M. Hollande et M. Sarkozy souhaiteraient-ils que nous fassions l’économie d’un premier tour, ou d’en réduire drastiquement l’offre, au seul motif que, mon dieu ! Marine Le Pen pourrait les devancer ? Est-ce ça, la démocratie ? N’est-ce pas plutôt une façon de la confisquer au peuple ? Et d’ailleurs, cette façon d’agir, que révèle-t-elle, sinon, outre la peur, une méfiance envers le peuple ? Un mépris, d’une certaine façon.
Là encore, c’est Marine Le Pen qui en tirera gros bénéfice.
Ce n’est pas par la peur qu’on vainc, c’est par le courage. C’est en proposant un avenir, un projet, un chemin.

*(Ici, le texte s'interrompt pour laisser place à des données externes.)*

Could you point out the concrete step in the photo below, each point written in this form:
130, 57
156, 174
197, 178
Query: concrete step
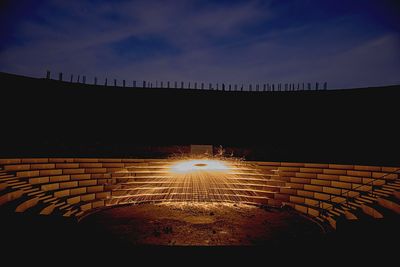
391, 203
371, 210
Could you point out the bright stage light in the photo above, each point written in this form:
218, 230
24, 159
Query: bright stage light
199, 165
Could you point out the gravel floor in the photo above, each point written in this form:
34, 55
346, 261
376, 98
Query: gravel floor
200, 224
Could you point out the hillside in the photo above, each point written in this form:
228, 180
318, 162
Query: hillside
52, 118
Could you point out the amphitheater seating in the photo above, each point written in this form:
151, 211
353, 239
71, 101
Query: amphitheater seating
74, 187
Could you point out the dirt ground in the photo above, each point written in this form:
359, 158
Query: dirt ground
213, 224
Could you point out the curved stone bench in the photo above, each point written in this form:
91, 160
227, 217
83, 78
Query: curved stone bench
77, 186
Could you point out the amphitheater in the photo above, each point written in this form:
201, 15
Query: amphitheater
74, 187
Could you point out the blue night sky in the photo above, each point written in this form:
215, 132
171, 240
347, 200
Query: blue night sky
346, 43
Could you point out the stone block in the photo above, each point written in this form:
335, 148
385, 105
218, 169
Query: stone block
80, 176
62, 193
316, 165
299, 180
313, 212
96, 188
367, 168
73, 171
289, 169
35, 160
42, 166
103, 195
86, 207
69, 184
288, 191
300, 208
78, 191
90, 165
321, 182
359, 173
87, 182
61, 160
341, 184
331, 177
50, 187
386, 176
98, 204
331, 190
350, 179
59, 178
39, 180
88, 197
9, 161
95, 170
74, 200
86, 160
341, 166
303, 193
27, 174
67, 165
315, 188
311, 170
322, 196
306, 175
295, 185
292, 164
335, 171
296, 199
50, 172
19, 167
311, 202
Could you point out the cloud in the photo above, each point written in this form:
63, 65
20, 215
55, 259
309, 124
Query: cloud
211, 41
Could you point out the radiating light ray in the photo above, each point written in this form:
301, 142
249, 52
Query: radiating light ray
192, 180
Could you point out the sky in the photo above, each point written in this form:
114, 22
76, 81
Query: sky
345, 43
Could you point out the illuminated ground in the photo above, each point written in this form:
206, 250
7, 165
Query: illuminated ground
203, 225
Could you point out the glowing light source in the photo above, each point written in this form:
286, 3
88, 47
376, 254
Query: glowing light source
196, 165
194, 180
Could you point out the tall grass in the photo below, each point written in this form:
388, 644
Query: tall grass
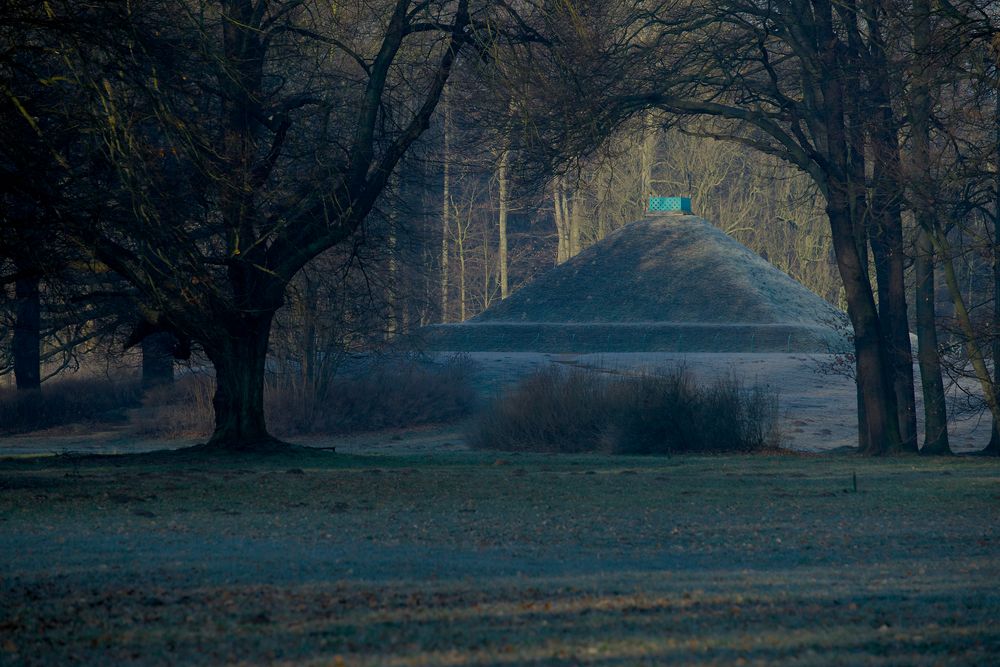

Fussent-ils difficiles.
Ce n’est pas en faisant peur, qu’on gagne le cœur du peuple, c’est en démontrant sa puissance, sa volonté.
Ce n’est pas en infantilisant « les gens » qu’on conquiert leur confiance, mais en les élevant, ou – comme ce fut dit trivialement – « en les tirant vers le haut ».
Le peuple ne veut pas d’un protecteur, il ne veut pas être protégé, il veut qu’on l’entende et qu’on le respecte.
Le peuple ne demande pas mieux qu’adhérer à un projet. La peur, n’en est pas un. A fortiori, « les peurs ». Et à trop jouer avec, il est évident, voire inéluctable, que la sanction sera terrible.